A Sud del Sud - il Sud visto da sotto (52)

Giuseppe Leuzzi

Si celebrano a Palermo gli anniversari della cattura di Riina e Provenzano. È una forma, non sottile, di beatificazione della mafia nei suoi aspetti peggiori, bruta, brutta, stupida. A opera di giudici che processano gli autori degli arresti.

Titolano i giornaloni milanesi che fanno l’opinione: “L’Inter non molla. Sotto di due gol riprende il Bari in cinque minuti”, e poi, si suppone, lo risparmia per grandezza d’animo. “L'Inter ha sofferto tanto, tantissimo, ma ha saputo restare a galla, forte nel carattere quanto nei muscoli, qualità che le hanno consentito di portare a casa un punto prezioso”. L’Inter che “vale” quindici volte il Bari come ingaggi. È la sapienza dei forti: le debolezze trasformare in forza, i vizi in virtù.

“Quel che più mi ha sconvolto dei grandi processi staliniani è la fredda approvazione con cui gli uomini di Stato comunisti accettavano la condanna a morte dei loro amici”, dice Kundera in “Un incontro”, p. 123. Non c’è scambio possibile fra “convinzione” e “amicizia” (124): “Contrariamente alla puerile fedeltà a una convinzione, la fedeltà a un amico è un virtù, forse l’unica, l’ultima”. Al Sud ciò sarebbe detto omertà – di Sciascia è stato detto.
Kundera va anche oltre, a p.122: “Non c’è nulla di più sciocco che sacrificare un’amicizia alla politica. Sono fiero di non averlo mai fatto. Ho ammirato Mitterrand per come ha saputo restare fedele ai vecchi amici”. Di Vichy, petainisti, insomma fascisti al tempo dell’occupazione tedesca.
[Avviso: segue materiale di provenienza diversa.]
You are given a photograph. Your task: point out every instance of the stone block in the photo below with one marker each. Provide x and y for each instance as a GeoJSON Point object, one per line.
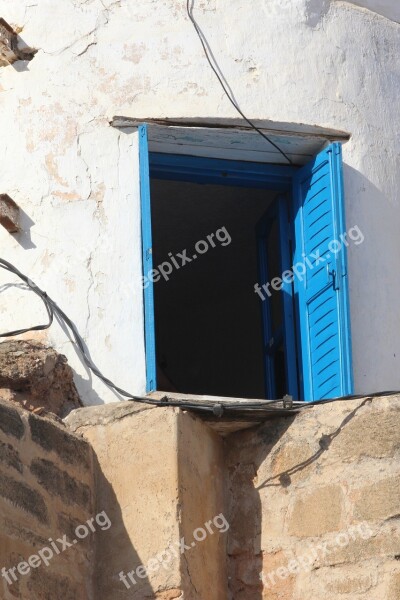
{"type": "Point", "coordinates": [379, 500]}
{"type": "Point", "coordinates": [316, 511]}
{"type": "Point", "coordinates": [373, 433]}
{"type": "Point", "coordinates": [52, 437]}
{"type": "Point", "coordinates": [39, 375]}
{"type": "Point", "coordinates": [10, 421]}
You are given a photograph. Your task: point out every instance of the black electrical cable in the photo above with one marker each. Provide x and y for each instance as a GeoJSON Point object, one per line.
{"type": "Point", "coordinates": [204, 43]}
{"type": "Point", "coordinates": [217, 409]}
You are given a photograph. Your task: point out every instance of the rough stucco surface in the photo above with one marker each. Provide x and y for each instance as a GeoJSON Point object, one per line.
{"type": "Point", "coordinates": [159, 476]}
{"type": "Point", "coordinates": [76, 179]}
{"type": "Point", "coordinates": [319, 495]}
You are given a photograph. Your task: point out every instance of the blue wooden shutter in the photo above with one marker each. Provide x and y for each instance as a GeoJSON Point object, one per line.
{"type": "Point", "coordinates": [321, 284]}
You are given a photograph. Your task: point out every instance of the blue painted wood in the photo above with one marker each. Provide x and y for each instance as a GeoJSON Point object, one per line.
{"type": "Point", "coordinates": [198, 169]}
{"type": "Point", "coordinates": [147, 253]}
{"type": "Point", "coordinates": [288, 300]}
{"type": "Point", "coordinates": [321, 288]}
{"type": "Point", "coordinates": [286, 331]}
{"type": "Point", "coordinates": [262, 231]}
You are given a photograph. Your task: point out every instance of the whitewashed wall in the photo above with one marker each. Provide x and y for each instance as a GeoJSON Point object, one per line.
{"type": "Point", "coordinates": [332, 64]}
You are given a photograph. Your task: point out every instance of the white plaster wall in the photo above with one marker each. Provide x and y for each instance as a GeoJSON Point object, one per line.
{"type": "Point", "coordinates": [307, 61]}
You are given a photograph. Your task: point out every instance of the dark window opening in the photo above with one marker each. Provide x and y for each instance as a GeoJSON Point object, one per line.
{"type": "Point", "coordinates": [209, 333]}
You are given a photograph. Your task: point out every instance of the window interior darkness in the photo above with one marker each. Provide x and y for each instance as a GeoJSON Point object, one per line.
{"type": "Point", "coordinates": [208, 317]}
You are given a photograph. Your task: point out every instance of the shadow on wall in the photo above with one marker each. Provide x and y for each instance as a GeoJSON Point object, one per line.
{"type": "Point", "coordinates": [114, 547]}
{"type": "Point", "coordinates": [246, 556]}
{"type": "Point", "coordinates": [245, 511]}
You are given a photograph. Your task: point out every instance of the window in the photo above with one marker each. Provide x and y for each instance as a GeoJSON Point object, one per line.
{"type": "Point", "coordinates": [221, 338]}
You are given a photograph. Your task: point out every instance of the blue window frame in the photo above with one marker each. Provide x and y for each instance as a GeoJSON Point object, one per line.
{"type": "Point", "coordinates": [282, 178]}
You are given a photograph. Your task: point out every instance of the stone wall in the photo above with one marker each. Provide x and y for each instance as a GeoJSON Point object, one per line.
{"type": "Point", "coordinates": [160, 478]}
{"type": "Point", "coordinates": [45, 494]}
{"type": "Point", "coordinates": [311, 504]}
{"type": "Point", "coordinates": [314, 505]}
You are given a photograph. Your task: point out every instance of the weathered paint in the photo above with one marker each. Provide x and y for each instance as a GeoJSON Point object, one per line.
{"type": "Point", "coordinates": [330, 64]}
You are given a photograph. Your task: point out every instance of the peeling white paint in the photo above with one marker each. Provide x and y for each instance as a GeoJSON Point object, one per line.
{"type": "Point", "coordinates": [304, 61]}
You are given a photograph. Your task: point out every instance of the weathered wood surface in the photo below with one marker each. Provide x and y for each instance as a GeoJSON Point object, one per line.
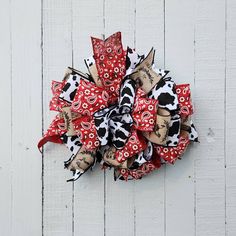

Nel suo terzo diario di guerra, “La capanna nella vigna”, Jünger ricorda un viaggio in Norvegia nel 1935 e un cantante norvegese, Celsus, che “prima di cantare in pubblico era sempre preso dal trac, dall’angoscia, il suono si faceva luce attraverso questa resistenza come attraverso una membrana, una griglia leggera”. Quando l’applauso arrivava, si trasformava: “Cantava allora con voce vibrante un da capo banale, come un tenore dei paesi meridionali”. Un buon tenore deve cantare membranaceo, grigliato, come “nei paesi settentrionali”?

La Corte d’assise d’appello di Palermo, la stessa che inscenò la trasferta promafiosa di Torino per sentire il pentito teologo Spatuzza, l’uomo dai cento omicidi, allevia la pena a un Graviano, uno dei boss attesi a testimoniare di fronte allo stesso augusto consesso contro Berlusconi. Il Procuratore capo dell’antimafia Grasso e il sostituto procuratore di Palermo Ingroia ammoniscono severi a non pensare male: “Il giudice è indipendente”. Sì, ma che c’entrano loro? Perché ci ammoniscono? E perché parlano insieme?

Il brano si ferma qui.